EuGH-Entscheidung zu syrischen Wehrdienstentziehern kein Grund für Asylfolgeantrag::

"Das Urteil des Europäischen Gerichtshofs vom 19. November 2020 - C-238/19 - [asyl.net: M29016] stellt keine Änderung der Rechtslage im Sinne des § 71 Abs. 1 AsylG (juris: AsylVfG 1992) i.V.m. § 51 Abs. 1 Nr. 1 Alt. 2 VwVfG dar (Rn.23)."

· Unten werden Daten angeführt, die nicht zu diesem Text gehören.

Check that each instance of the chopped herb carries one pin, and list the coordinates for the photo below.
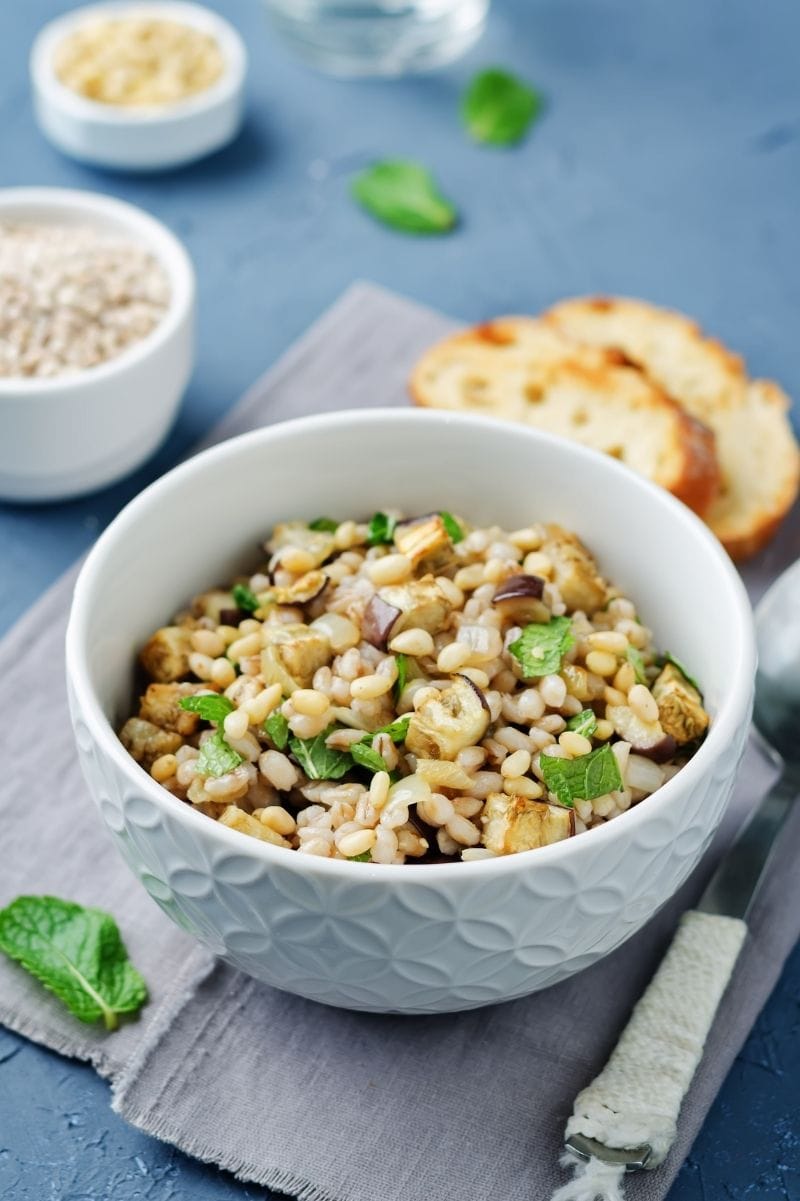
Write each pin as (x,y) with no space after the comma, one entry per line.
(634,658)
(218,757)
(381,530)
(584,777)
(245,597)
(210,706)
(454,531)
(404,196)
(403,674)
(77,954)
(499,108)
(320,762)
(276,728)
(668,657)
(366,757)
(583,723)
(542,646)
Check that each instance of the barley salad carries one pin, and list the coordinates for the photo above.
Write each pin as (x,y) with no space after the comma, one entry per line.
(413,691)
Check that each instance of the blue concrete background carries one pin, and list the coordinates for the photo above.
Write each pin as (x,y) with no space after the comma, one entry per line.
(667,166)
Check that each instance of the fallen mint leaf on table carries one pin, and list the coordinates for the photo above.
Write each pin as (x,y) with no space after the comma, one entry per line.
(404,196)
(499,108)
(77,954)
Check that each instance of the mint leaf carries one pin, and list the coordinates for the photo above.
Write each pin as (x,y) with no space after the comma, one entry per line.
(403,674)
(317,760)
(276,728)
(245,597)
(381,529)
(634,658)
(404,196)
(365,757)
(212,706)
(77,954)
(454,531)
(583,778)
(497,108)
(396,730)
(216,757)
(542,646)
(583,723)
(668,657)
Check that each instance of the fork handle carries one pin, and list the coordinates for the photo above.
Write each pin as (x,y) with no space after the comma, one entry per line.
(636,1099)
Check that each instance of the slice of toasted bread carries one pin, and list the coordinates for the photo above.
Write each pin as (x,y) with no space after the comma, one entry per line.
(520,370)
(756,447)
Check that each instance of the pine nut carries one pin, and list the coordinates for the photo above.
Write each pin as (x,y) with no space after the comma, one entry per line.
(554,691)
(602,663)
(236,724)
(643,704)
(389,569)
(201,665)
(278,770)
(380,789)
(263,703)
(369,687)
(523,786)
(412,641)
(207,641)
(517,764)
(608,640)
(297,561)
(537,563)
(625,677)
(245,646)
(222,673)
(574,744)
(310,701)
(463,831)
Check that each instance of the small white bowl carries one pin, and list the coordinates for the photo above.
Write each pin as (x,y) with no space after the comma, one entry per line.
(139,138)
(72,434)
(409,938)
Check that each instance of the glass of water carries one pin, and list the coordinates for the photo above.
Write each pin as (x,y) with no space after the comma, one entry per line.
(378,37)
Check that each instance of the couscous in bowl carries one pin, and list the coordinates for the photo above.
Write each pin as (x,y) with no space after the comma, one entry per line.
(411,937)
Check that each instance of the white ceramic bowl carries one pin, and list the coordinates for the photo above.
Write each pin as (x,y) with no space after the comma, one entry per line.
(72,434)
(139,138)
(409,938)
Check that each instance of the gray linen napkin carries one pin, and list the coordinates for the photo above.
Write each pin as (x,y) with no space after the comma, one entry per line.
(315,1101)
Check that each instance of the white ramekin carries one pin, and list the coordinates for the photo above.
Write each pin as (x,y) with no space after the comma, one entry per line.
(411,938)
(136,138)
(72,434)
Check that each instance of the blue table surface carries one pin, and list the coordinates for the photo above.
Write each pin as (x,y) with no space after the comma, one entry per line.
(667,166)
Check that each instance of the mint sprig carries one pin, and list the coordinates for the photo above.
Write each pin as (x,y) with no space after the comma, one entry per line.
(77,954)
(584,777)
(499,108)
(404,196)
(541,647)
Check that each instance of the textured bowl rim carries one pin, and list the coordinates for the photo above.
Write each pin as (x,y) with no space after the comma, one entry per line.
(733,710)
(91,112)
(163,245)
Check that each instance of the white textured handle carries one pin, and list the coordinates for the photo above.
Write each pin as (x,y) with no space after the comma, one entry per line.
(637,1097)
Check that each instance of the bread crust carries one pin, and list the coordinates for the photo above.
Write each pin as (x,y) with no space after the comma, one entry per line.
(756,447)
(523,369)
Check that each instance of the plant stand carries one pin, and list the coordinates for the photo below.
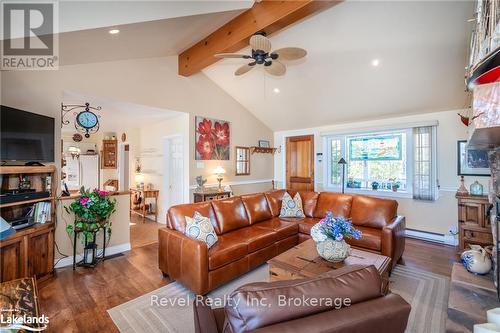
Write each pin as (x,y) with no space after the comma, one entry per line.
(95,259)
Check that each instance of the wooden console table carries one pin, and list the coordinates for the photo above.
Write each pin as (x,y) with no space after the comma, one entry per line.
(208,194)
(144,194)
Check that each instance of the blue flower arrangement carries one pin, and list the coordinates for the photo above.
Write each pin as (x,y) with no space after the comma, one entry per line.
(338,228)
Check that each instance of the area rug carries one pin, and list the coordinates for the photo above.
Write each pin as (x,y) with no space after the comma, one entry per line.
(169,308)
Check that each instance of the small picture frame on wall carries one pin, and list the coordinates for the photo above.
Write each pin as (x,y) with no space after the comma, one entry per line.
(472,161)
(264,144)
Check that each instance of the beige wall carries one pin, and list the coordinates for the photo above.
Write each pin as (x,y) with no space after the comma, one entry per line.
(435,216)
(151,82)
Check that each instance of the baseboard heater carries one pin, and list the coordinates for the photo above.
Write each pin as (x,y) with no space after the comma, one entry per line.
(430,236)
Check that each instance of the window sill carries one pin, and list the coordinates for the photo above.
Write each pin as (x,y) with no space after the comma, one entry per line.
(375,193)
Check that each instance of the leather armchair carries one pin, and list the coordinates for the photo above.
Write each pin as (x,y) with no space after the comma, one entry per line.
(368,310)
(250,232)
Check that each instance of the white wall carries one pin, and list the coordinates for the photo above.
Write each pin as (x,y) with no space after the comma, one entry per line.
(153,159)
(435,216)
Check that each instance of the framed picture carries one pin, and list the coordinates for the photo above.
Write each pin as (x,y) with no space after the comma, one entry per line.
(472,161)
(264,144)
(213,139)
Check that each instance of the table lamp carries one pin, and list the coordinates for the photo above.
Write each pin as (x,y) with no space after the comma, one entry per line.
(219,171)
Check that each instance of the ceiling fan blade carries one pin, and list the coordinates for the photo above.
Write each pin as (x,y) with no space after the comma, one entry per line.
(243,69)
(259,42)
(291,53)
(231,55)
(276,68)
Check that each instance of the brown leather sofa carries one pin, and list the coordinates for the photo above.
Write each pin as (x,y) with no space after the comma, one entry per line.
(250,232)
(368,310)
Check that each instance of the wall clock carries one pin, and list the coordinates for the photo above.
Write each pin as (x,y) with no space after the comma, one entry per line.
(86,120)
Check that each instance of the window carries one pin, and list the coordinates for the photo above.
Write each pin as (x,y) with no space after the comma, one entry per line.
(376,161)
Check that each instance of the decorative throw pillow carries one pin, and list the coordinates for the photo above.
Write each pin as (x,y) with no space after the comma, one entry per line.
(199,227)
(291,207)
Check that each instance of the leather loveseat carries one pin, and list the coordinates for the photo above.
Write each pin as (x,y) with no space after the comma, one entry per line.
(368,309)
(250,232)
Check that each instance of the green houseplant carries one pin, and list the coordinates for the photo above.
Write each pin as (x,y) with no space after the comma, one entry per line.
(92,210)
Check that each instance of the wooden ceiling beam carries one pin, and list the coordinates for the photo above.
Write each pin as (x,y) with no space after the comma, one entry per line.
(267,15)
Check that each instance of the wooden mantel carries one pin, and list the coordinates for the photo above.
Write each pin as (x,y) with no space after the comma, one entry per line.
(266,15)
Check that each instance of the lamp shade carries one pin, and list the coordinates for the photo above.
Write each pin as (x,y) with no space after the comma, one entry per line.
(219,170)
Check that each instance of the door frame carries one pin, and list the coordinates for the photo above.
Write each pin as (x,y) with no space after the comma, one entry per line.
(315,165)
(166,168)
(121,161)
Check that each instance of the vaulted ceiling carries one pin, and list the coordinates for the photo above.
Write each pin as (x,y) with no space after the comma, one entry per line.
(420,48)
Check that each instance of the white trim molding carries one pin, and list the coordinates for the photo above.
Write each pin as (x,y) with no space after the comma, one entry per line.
(235,183)
(432,237)
(68,261)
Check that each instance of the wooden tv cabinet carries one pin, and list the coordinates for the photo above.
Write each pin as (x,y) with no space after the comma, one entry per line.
(29,252)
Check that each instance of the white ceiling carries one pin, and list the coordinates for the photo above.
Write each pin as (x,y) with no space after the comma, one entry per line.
(421,47)
(139,40)
(116,116)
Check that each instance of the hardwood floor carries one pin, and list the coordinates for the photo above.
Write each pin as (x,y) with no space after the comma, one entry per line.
(76,301)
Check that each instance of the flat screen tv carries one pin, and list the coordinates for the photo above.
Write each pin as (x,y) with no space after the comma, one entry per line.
(26,136)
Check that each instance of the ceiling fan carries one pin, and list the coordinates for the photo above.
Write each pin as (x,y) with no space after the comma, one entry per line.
(262,55)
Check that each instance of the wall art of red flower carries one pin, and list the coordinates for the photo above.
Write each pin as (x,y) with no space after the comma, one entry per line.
(212,139)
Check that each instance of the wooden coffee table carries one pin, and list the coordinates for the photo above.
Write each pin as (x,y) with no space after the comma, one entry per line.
(302,261)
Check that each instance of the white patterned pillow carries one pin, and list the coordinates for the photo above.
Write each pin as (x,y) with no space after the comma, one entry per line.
(199,227)
(291,207)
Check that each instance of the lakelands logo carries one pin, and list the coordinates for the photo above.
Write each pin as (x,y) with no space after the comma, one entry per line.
(29,35)
(26,323)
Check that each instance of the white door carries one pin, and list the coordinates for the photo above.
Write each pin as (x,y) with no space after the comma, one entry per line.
(175,171)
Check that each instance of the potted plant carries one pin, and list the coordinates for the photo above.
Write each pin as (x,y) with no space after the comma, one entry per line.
(92,210)
(330,234)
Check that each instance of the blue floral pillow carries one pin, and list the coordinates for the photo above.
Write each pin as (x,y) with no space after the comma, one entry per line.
(199,227)
(291,207)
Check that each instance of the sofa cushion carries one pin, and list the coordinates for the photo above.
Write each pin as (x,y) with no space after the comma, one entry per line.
(255,237)
(309,201)
(226,250)
(282,228)
(371,239)
(256,207)
(337,203)
(306,224)
(292,207)
(230,214)
(373,212)
(199,227)
(357,283)
(176,216)
(274,200)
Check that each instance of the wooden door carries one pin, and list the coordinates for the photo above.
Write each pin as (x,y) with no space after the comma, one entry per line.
(300,163)
(41,252)
(13,263)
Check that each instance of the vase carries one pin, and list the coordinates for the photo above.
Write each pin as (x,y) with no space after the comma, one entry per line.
(476,260)
(333,250)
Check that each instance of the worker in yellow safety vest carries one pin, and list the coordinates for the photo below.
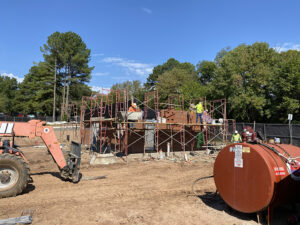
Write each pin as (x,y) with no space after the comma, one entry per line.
(199,111)
(236,137)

(Amtlicher Leitsatz; unter Bezug auf VGH Baden-Württemberg, Beschluss vom 22.12.2020 - A 4 S 4001/20 (Asylmagazin 1-2/2021, S. 31 f.) - asyl.net: M29155 und VG Stuttgart, Urteil vom 04.03.2021 - A 7 K 244/19 (Asylmagazin 5/2021, S. 174 f.) - asyl.net: M29485)

Siehe auch:

  • Beitrag von Constantin Hruschka, Asylmagazin 5/2021, S. 148 ff.
Schlagwörter: Syrien, Militärdienst, Wehrdienstentziehung, Asylfolgeantrag, Änderung der Sach- und Rechtslage, EuGH, Änderung der Rechtslage, Verfolgungsgrund, politische Verfolgung, Asylrelevanz, Verknüpfung, Verfolgungshandlung, Rückkehrgefährdung, Nachfluchtgründe, Flüchtlingseigenschaft, subsidiärer Schutz, Kriegsverbrechen, unverhältnismäßige Strafverfolgung, völkerrechtswidriger Militärdienst, Wehrdienstverweigerung,
Normen: AsylG § 71 Abs. 1, VwVfG § 51 Abs. 1 Nr. 1,
Auszüge:

[...]

22 Auch stellt das Urteil des Europäischen Gerichtshofes vom 19. November 2020 - C-238/19 - keine Änderung der Sachlage dar. Dieses beinhaltet die Auslegung unionsrechtlicher Normen - hier: der Richtlinie 2011/95/EU des Europäischen Parlaments und des Rates vom 13. Dezember 2011 (Qualifikationsrichtlinie) - im Wege des Vorabentscheidungsverfahrens nach Art. 267 AEUV. Diese ist zwar grundsätzlich geeignet, die rechtliche Würdigung eines Sachverhalts zu beeinflussen; eine Veränderung der tatsächlichen Umstände geht damit indes nicht einher (vgl. OVG NRW, Urteil vom 12. April 2021 - 14 A 818/19.A -, juris Rn. 48ff.).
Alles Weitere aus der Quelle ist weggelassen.